By Alex Kapadia
Millions of motorists could be risking death by driving on illegal tyres to save money, according to the latest research from the National Tyre Distributors Association.
As many as 3.6 million UK motorists may be taking to the roads in vehicles that have at least one or more bald tyres.
Figures from the NTDA show that of nearly 60,000 cars checked in January 2009 by retail members, 7,000 were being driven on at least one illegal tyre.
Extrapolated across the population, this could amount to 3.6 million cars in the UK whose owners are at risk of causing serious road accidents.
The disturbing findings are reflected by another recent survey conducted by TyreSafe, revealing that nearly one in ten motorists expects to spend less on tyres in 2009 compared with last year.
Rob Beddis, chairman of TyreSafe, stated: “When you consider that there are over 30 million cars on the UK’s roads, learning that one in ten motorists admits they plan to spend less on tyres shows an alarming lack of awareness among drivers towards their own road safety and the safety of the others.
“Many tyre dealers have indeed reported that more drivers are letting their tyres run below the legal tread depth before they replace them as they feel the financial pinch.

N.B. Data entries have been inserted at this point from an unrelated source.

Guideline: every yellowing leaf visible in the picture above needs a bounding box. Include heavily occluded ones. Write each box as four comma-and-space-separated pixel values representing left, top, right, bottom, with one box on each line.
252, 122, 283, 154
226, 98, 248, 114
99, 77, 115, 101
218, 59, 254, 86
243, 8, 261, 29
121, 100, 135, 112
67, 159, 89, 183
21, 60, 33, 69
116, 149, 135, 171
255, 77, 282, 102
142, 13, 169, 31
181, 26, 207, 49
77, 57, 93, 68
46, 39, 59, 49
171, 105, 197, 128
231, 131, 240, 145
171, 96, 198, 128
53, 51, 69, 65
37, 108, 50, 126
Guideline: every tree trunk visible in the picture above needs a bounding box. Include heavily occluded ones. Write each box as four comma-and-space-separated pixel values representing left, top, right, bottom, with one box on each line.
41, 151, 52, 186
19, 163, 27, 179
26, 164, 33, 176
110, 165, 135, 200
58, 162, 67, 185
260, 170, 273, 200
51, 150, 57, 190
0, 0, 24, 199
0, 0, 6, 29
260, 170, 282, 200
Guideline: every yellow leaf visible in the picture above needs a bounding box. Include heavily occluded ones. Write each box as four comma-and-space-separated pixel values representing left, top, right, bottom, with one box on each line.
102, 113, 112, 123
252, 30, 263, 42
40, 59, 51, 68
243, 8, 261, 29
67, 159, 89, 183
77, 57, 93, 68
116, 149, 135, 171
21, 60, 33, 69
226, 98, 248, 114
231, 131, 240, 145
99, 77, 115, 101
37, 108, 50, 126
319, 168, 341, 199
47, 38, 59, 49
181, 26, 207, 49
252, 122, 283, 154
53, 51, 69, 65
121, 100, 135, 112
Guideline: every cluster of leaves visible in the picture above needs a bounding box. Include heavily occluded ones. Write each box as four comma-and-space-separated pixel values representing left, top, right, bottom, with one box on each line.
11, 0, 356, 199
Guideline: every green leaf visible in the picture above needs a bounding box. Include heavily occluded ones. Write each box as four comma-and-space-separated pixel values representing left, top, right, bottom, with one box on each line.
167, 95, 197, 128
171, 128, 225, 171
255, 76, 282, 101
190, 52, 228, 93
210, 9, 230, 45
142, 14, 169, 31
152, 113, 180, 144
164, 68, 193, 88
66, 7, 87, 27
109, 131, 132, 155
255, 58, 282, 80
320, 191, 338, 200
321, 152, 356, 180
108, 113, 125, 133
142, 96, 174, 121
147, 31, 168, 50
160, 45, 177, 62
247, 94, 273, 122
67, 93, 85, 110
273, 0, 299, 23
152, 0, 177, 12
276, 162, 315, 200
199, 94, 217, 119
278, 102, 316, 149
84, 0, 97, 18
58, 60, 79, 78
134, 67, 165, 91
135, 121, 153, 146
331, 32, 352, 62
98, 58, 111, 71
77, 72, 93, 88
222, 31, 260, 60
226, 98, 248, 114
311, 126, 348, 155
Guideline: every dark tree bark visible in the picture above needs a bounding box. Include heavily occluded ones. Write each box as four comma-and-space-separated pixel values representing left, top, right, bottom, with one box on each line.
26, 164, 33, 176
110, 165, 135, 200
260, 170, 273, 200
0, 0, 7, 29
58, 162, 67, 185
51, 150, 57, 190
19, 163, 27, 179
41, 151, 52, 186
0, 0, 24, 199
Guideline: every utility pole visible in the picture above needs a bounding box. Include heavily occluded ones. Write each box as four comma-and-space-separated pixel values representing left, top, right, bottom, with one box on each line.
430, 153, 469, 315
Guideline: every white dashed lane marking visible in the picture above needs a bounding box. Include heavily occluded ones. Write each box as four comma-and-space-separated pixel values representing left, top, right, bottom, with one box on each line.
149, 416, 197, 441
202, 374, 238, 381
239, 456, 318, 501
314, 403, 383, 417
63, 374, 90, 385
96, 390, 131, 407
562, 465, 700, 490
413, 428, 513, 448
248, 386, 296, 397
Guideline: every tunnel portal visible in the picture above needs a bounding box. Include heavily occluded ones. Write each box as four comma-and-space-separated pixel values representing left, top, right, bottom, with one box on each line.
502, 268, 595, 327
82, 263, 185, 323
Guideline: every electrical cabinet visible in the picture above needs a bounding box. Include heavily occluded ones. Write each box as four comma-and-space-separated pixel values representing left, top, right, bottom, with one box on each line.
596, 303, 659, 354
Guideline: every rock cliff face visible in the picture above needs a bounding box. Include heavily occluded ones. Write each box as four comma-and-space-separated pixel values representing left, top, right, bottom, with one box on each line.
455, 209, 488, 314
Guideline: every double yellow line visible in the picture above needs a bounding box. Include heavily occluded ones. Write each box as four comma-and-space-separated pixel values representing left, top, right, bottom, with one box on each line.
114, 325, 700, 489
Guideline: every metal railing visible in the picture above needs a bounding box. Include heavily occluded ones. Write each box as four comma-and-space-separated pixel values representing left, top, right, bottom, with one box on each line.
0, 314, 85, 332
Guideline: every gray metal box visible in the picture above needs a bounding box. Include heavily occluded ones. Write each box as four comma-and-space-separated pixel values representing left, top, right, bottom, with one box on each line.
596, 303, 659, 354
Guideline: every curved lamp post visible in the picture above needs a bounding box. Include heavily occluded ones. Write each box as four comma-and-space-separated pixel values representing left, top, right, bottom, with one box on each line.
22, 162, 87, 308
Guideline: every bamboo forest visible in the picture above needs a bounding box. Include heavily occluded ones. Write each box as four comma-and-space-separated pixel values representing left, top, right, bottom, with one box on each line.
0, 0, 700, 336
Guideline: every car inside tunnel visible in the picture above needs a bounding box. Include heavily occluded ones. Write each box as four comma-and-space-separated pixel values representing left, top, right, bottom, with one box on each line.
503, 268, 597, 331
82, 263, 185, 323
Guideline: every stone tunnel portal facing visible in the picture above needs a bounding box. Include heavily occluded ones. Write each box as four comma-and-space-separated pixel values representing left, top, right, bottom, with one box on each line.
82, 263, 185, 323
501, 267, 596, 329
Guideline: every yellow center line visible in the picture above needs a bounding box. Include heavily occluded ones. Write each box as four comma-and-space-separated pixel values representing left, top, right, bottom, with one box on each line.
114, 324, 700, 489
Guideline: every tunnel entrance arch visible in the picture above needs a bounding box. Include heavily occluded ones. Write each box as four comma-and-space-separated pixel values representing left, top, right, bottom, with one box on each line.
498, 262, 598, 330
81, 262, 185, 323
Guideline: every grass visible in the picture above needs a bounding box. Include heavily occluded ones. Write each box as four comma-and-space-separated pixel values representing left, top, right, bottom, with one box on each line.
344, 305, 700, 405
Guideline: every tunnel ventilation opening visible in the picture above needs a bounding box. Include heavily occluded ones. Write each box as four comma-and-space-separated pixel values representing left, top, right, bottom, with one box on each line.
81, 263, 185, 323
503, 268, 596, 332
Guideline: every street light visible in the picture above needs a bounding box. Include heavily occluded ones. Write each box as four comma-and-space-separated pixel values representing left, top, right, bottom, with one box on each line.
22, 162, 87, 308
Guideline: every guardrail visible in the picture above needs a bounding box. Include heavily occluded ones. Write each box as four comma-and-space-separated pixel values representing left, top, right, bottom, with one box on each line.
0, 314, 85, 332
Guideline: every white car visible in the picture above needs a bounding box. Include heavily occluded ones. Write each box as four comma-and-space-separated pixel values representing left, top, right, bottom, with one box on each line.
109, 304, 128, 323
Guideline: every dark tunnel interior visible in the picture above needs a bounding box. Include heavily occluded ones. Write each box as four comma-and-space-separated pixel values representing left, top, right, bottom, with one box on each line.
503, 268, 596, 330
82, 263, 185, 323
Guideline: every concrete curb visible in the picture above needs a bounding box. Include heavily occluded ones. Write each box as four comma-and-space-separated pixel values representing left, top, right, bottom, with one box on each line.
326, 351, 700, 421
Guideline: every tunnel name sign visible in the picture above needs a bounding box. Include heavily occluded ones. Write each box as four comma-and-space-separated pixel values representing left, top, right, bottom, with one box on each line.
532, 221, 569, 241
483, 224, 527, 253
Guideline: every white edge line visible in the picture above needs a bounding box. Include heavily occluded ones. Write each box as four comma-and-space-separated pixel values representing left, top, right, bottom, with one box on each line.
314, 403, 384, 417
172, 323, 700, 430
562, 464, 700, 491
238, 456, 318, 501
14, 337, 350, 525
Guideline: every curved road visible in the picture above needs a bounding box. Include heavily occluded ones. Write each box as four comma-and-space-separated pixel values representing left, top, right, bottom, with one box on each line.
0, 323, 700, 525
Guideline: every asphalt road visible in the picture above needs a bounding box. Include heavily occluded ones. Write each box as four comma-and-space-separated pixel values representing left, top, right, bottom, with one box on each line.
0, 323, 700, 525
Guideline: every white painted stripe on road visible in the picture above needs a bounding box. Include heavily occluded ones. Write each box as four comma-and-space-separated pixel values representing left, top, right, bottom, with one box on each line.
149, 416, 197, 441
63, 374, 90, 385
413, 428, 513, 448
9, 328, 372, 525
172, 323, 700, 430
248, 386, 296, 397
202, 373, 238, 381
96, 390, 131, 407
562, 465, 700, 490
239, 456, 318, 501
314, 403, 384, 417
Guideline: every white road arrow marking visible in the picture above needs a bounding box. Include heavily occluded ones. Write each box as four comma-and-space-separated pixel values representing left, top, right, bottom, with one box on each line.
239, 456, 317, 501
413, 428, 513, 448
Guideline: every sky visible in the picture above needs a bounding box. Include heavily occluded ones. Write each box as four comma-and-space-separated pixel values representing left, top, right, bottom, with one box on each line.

This is a worrying trend which sadly may result in more accidents and road deaths as a result of the loss of grip and longer stopping distances associated with illegal tyres.”
The TyreSafe research reveals that motorists in London are most likely to decrease their spending on tyres in 2009 with one in ten drivers expecting to spend less, while drivers in the East Midlands have the most responsible attitude towards replacing tyres, with less than 3 per cent expecting to spend less on tyres over the coming year.
During 2007 more than 1,000 accidents occurred on the UK’s roads where illegal, defective or under-inflated tyres were a contributory factor, resulting in the deaths of 43 motorists. Under the current law, car tyres must have a minimum tread depth of 1.6mm in a continuous band throughout the central three-quarters of the tread width and over the whole circumference of the tyre.
Motorists found to be driving on illegal tyres face a maximum penalty of three penalty points and a fine of up to £2,500 per tyre.”